Les femmes, les jeunes, les entrants sur le marché du travail, dont les immigrés, sont, en effet, davantage concernés. En Allemagne, où n'existait pas, jusqu'à présent, de salaire minimum, 60 % des jeunes ayant un diplôme inférieur ou égal au bac et qui ont un emploi ont un salaire inférieur au salaire minimum français. Le salaire minimum a donc, en France, un impact important.
Les politiques publiques ont connu des évolutions, notamment via la mise en oeuvre d'exonérations patronales ciblées sur les bas salaires. Les exonérations Fillon représentent ainsi un point de PIB. Depuis janvier 2014, le Cice, avec la réduction de 6 % sur la masse salariale brute en dessous de 2,5 Smic, représente également un point de PIB. Et 10 milliards supplémentaires, soit un demi point de PIB, sont en discussion. On en est donc à 2,5 points de PIB pour ces exonérations. Dans la période récente cependant, le coût du travail a continué d'évoluer, y compris au niveau des bas salaires, puisque les cotisations sociales ont augmenté de quatre points depuis 2008.
Ces allègements de charges contribuent-ils à créer des emplois ? Dans une étude conduite avec Stéphane Carcillo et Thomas Lebarbanchon, qu'une note de l'Institut Montaigne met en perspective avec d'autres études, nous avons pu évaluer cet effet au niveau des bas salaires. Le 4 décembre 2008, Nicolas Sarkozy annonçait que toute embauche jusqu'à 1,6 Smic dans les entreprises de moins de 10 salariés serait exonérée, avec une date limite au 31 décembre 2009. C'est le dispositif dit « zéro charges », qui réduisait le coût de travail de 12 % au niveau du Smic, avec un effet décroissant, s'annulant à 1,6 Smic.
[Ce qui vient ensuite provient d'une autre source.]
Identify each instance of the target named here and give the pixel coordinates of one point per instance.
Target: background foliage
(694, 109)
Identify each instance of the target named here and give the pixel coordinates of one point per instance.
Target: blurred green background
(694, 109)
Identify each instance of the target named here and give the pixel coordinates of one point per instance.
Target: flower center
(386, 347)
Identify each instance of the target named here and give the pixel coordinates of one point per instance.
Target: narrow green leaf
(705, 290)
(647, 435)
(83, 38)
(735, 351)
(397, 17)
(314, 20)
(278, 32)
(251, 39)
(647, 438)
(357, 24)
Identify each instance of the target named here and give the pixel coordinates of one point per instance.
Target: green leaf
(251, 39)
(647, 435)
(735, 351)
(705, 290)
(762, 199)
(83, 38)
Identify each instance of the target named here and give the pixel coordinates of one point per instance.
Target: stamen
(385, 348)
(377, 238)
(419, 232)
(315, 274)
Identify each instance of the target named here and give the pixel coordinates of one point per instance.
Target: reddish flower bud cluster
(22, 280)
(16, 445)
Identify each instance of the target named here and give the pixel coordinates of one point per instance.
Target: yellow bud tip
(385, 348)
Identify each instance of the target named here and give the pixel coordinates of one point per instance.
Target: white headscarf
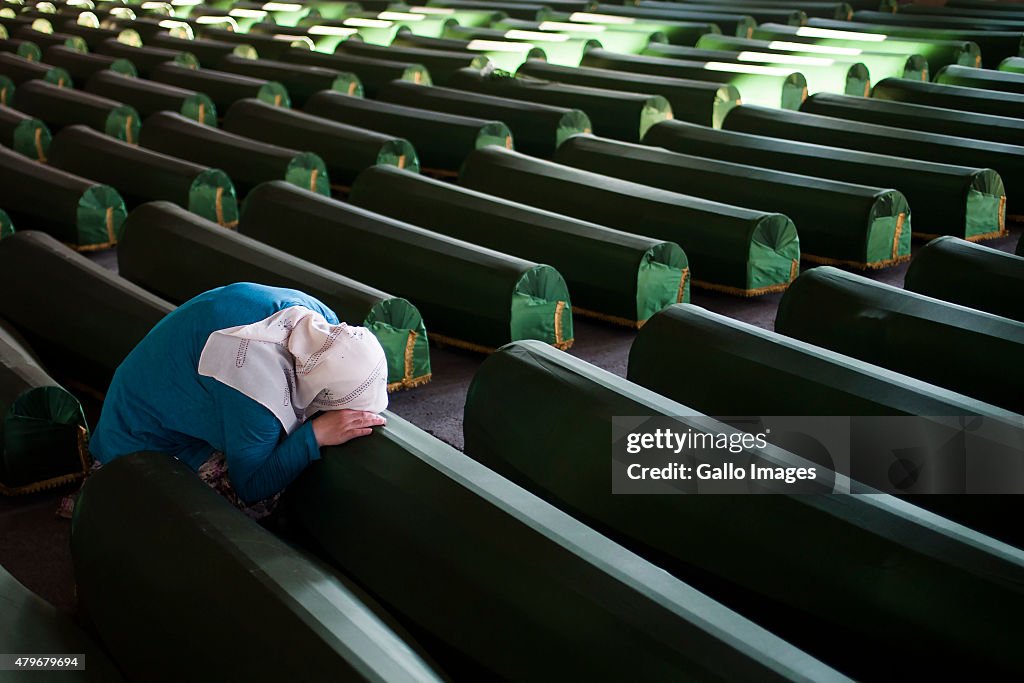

Cette mesure, ciblée, pour des raisons budgétaires, sur les petites entreprises avec l'idée qu'elles emploient davantage de salariés peu qualifiés, nous offrait le fameux groupe témoin dont nous manquions jusqu'alors. Le seuil d'éligibilité, fixé à une moyenne de 10 équivalents temps plein (ETP) entre janvier et novembre 2008, ne permettait pas aux entreprises, l'annonce étant faite le 4 décembre, de manipulations sur leur taille. Nous avons établi une comparaison, sur la période 2005-2009, entre les entreprises de 6 à 10 salariés, et celles de 10 à 14 salariés, sur la base des déclarations annuelles de données sociales et d'un fichier de Pôle emploi qui nous permettait de savoir quelles entreprises avaient été touchées, et pour quelles embauches.
Stéphane Carcillo, qui, comme membre du cabinet de Christine Lagarde, avait participé à la mise en oeuvre de cette mesure, savait que son annonce avait été une véritable surprise, le Président de la République ayant souhaité que le projet en reste secret. Cet effet de surprise est confirmé par les requêtes sur Google, qui enflent à partir de décembre 2008. Les entreprises n'ont donc pu ajuster leurs effectifs en amont, en retardant des embauches pour bénéficier d'une mesure connue d'avance. C'était pour nous la garantie que l'effet mesuré ne serait pas surévalué.